Fed, QE2 Cannot Be Blamed for Egypt Protests
The displeasure over the Hosni Mubarak government has been linked to the rising price of wheat, and that in turn has been linked to our money printing in general and to Ben Bernanke's August warning of QE2.
Farming is a risky occupation; it always has been and always will be. The labor level is so intense and the returns are so uncertain you can summarize human history since the Neolithic era as "people leave the land and do not return." Most Western cultures understand the gambles involved and the need for food and therefore opt to subsidize agriculture, and it is no accident the futures industry in the US rose around the crop cycle.
The Blame Game
Imagine, then, my surprise at hearing how the displeasure expressed in Egypt over the Mubarak government was linked to the rising price of wheat, and that in turn was linked to our money printing in general and to the warning of QE2 by Ben "Let my dollars flow!" Bernanke on August 27, 2010. If memory serves me correctly, the big rally in wheat started last summer with a drought in the former Soviet Union (FSU).

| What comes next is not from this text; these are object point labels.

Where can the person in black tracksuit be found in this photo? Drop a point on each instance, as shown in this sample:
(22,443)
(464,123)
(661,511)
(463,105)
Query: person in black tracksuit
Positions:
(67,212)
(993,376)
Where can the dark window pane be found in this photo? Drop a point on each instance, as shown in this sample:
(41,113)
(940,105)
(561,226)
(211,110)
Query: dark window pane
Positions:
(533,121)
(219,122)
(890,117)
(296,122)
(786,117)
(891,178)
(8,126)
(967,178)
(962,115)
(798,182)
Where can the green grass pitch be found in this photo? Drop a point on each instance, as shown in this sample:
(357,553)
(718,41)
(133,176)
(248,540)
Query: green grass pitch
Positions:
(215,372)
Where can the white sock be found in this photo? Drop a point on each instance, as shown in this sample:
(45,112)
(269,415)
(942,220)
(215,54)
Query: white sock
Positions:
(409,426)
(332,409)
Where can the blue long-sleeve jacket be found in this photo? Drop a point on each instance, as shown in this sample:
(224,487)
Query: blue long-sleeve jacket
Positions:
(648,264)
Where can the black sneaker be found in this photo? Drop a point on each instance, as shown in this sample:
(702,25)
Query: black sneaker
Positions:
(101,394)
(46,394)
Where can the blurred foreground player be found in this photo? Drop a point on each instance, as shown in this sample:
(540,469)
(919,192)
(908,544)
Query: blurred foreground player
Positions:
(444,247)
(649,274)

Other agricultural commodities in the Dow Jones-UBS Agricultural index, a passive approach to these markets bested by active agriculture-focused commodity trading advisers, had supply shocks of their own. For example, sugar moved higher in 2009 as the monsoon failed in India, and cotton failed in 2010 with bad weather in key Asian growing regions. The present Southern Hemisphere wheat crop in Australia has been hit by floods and the one in Argentina by drought.
Unless Bernanke is a monetary maestro by day and Zeus by night, chances are the Federal Reserve had very little to do with these natural calamities.
Cannot Cause the Past
Let's engage in a little final exoneration for the money sprayers by comparing the daily returns for hard red winter wheat, the kind used for bread and traded at the Kansas City Board of Trade, between the start of the FSU drought and August 27, 2010, to those afterward.
The average daily return pre-QE2 was 0.742% with a standard deviation of returns of 2.677%. After QE2 the average daily return and standard deviation were 0.237% and 1.971. The pre-Jackson Hole return during the FSU drought rally was more than three times as powerful as the post-Jackson Hole rally, which did not accelerate until Australia's and Argentina's weather problems began. We can be 89.38% confident these results are statistically significant, a very high figure given the small data samples involved.
Did QE2 cause a preceding event, the FSU drought? Hardly. Did it bring a second round of Biblical plagues unto the Land of Egypt, misdirected this time to Australia and Argentina? I think not. Should I blame higher bread prices in Egypt on monetary incontinence? No. Everything in financial market analysis should be this simple and straightforward.